The specific reason to take $\mathbb{Q}(x,\log(x))(g)$ as our differential field is that it is a field of trascendental elementary functions. A field of trascendental elementary functions takes as its base a field of rational functions, which could be $\mathbb{Q}(x)$, $\mathbb{R}(x)$ or $\mathbb{C}(x)$, for example. Then, we can attach a new function to this field, and if it is trascendental logarithmic or exponential over $\mathbb{Q}(x)$, it is said to be a trascendental elementary extension. For Risch's decision algorithm to work in a trascendental extension, we need that every extension of the base field be trascendental (exponential or logarithmic). As a note, the other type of elementary extension that could be presented is the algebraic extension (which is the opposite of a trascendental extension, and includes functions such as radicals).

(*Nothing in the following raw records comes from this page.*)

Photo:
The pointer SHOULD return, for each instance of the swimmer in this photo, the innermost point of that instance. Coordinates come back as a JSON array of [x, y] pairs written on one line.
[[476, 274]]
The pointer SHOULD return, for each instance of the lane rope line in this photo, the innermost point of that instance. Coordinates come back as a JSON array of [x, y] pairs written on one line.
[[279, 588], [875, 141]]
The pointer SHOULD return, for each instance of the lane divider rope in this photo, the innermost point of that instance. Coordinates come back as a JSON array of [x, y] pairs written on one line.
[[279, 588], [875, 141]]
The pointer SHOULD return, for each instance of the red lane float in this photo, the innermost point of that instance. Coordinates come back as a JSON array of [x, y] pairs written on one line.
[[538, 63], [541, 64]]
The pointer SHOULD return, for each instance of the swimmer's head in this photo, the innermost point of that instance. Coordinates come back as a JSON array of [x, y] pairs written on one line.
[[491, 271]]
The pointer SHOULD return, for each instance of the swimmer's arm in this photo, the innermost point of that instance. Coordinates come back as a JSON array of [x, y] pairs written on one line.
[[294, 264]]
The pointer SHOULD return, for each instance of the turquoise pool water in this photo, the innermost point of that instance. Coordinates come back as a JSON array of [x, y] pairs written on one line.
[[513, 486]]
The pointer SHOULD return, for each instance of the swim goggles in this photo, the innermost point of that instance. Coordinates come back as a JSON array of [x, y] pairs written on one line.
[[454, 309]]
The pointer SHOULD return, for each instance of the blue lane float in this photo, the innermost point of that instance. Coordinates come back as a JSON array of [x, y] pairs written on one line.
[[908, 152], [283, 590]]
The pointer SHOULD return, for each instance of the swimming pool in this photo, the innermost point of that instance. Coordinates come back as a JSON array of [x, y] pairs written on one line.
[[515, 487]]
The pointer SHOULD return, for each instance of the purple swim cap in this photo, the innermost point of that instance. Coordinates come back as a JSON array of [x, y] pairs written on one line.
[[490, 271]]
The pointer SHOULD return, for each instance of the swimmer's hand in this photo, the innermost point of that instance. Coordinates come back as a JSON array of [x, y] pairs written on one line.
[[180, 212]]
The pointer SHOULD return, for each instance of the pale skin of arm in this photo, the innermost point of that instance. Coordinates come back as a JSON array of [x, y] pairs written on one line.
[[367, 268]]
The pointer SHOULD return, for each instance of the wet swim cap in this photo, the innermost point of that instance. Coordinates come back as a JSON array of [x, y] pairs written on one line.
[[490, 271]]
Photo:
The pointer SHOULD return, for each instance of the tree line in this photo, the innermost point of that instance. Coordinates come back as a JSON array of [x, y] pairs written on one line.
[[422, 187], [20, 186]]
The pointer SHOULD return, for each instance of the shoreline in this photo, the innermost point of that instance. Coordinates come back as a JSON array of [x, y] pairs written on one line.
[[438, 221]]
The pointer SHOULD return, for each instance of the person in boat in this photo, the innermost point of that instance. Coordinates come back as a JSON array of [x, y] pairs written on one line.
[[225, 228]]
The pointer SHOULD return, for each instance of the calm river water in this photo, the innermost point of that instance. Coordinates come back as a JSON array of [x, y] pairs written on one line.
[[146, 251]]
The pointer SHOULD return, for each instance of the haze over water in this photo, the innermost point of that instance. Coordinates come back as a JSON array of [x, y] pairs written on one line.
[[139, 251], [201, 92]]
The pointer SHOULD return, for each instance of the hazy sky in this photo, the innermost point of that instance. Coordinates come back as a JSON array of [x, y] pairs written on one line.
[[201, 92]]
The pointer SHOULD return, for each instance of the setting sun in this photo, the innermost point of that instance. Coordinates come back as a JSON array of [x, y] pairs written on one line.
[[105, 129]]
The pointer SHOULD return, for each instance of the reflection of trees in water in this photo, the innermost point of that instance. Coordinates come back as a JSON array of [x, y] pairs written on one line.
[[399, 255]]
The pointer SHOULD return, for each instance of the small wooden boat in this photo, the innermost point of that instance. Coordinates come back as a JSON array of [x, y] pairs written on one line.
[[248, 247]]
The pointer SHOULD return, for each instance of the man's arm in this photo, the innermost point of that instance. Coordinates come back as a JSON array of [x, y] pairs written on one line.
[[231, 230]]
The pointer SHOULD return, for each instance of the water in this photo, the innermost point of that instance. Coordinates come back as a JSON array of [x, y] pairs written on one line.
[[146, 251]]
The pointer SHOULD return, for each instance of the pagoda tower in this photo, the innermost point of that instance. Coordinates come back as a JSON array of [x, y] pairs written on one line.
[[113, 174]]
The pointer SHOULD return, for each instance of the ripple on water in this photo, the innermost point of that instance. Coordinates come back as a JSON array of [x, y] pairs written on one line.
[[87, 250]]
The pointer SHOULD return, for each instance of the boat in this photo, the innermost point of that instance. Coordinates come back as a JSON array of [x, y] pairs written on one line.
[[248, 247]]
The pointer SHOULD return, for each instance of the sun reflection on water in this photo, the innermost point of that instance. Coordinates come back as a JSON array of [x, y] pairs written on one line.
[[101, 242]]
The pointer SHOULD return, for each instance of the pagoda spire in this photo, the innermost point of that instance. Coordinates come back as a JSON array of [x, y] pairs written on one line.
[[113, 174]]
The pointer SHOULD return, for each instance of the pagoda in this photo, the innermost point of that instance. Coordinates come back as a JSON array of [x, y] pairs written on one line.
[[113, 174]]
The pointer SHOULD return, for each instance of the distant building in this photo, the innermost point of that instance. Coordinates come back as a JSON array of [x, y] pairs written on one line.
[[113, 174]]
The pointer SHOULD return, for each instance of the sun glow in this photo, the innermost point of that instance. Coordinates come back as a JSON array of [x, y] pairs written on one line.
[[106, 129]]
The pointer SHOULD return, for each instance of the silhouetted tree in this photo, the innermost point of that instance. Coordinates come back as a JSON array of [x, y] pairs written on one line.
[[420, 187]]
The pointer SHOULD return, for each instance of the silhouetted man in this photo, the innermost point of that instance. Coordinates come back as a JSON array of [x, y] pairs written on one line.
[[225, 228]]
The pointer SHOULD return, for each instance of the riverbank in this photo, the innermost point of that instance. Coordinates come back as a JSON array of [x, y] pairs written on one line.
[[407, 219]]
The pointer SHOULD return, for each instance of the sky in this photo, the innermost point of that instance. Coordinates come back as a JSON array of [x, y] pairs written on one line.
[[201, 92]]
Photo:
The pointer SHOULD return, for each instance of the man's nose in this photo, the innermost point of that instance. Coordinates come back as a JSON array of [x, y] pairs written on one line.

In general, an elementary function is any function that can be seen as an element of a field of elementary functions. That is, an extension field with finite new functions over $\mathbb{Q}(x)$ such that each extension is exponential, logarithmic or algebraic over it.
What we really proved is that $\int x^x dx$ can never be represented as a member of any field of elementary functions. Thus, it cannot be integrated in finite elementary symbols, which is why any answer to the integral requires infinitely many symbols, or a new notation. However, I obviously used some heavy results. If you want to see the proof of these results, I recommend researching differential algebra. There is a book by the name of "Algorithms for Computer Algebra" by Keith Geddes, which is very complete in regards to integration of trascendental elementary functions, and presents the proof in a very comprehensible level. Most of it is in chapters 11 and 12, but other important notions can be found in previous chapters.
Start from the opposite task.
If $\displaystyle \int x^x \, dx=F(x)$ then $\displaystyle F'(x)=x^x$
First we need to find asymptotic evaluation of the integral. Let us take it in the form
$$F(x)=x^xg(x)$$
So it has to be:
$$F'(x)=x^x((1+\ln(x))g(x)+g'(x))=x^x$$
From there it is sufficient to take $g(x) \sim \frac{1}{1+\ln(x)}$
So we can start our journey:
$$F(x)=x^x(\frac{1}{1+\ln(x)}+f(g(x)))$$
If you calculate the derivative of this you have
$$g'(x)f'(g(x))-\frac{1}{x(\ln(x)+1)^2}+(\ln(x)+1)f(g(x))=0$$
For the purpose of cancellation if it best to take
$$g'(x)=\ln(x)+1$$
meaning
$$g(x)=x\ln(x)$$
Now we continue using the steps that are revealing the integral structure.
$$F(x)=x^x(\frac{1}{\ln(x)+1}+f(x\ln(x)))$$
Take derivative once more and you have got $$f(x\ln(x))=\frac{1}{x(1+\ln(x))^3}-f'(x\ln(x))$$ or $$F(x)=x^x(\frac{1}{\ln(x)+1}+\frac{1}{x(\ln(x)+1)^3}-f'(x\ln(x)))$$
We can then write:
$$F(x)=x^x(\frac{1}{\ln(x)+1}+\sum_{n=1}^{\infty}f_n(x))$$
where
$$\displaystyle f_{n}=-\frac{f_{n-1}'}{1+\ln(x)},\,f_0=\frac{1}{1+\ln(x)}$$
From $x=0$ to $1$ you can use probably more suitably $F(x)=xg(\ln(x))$
The derivation is similar to the one given above.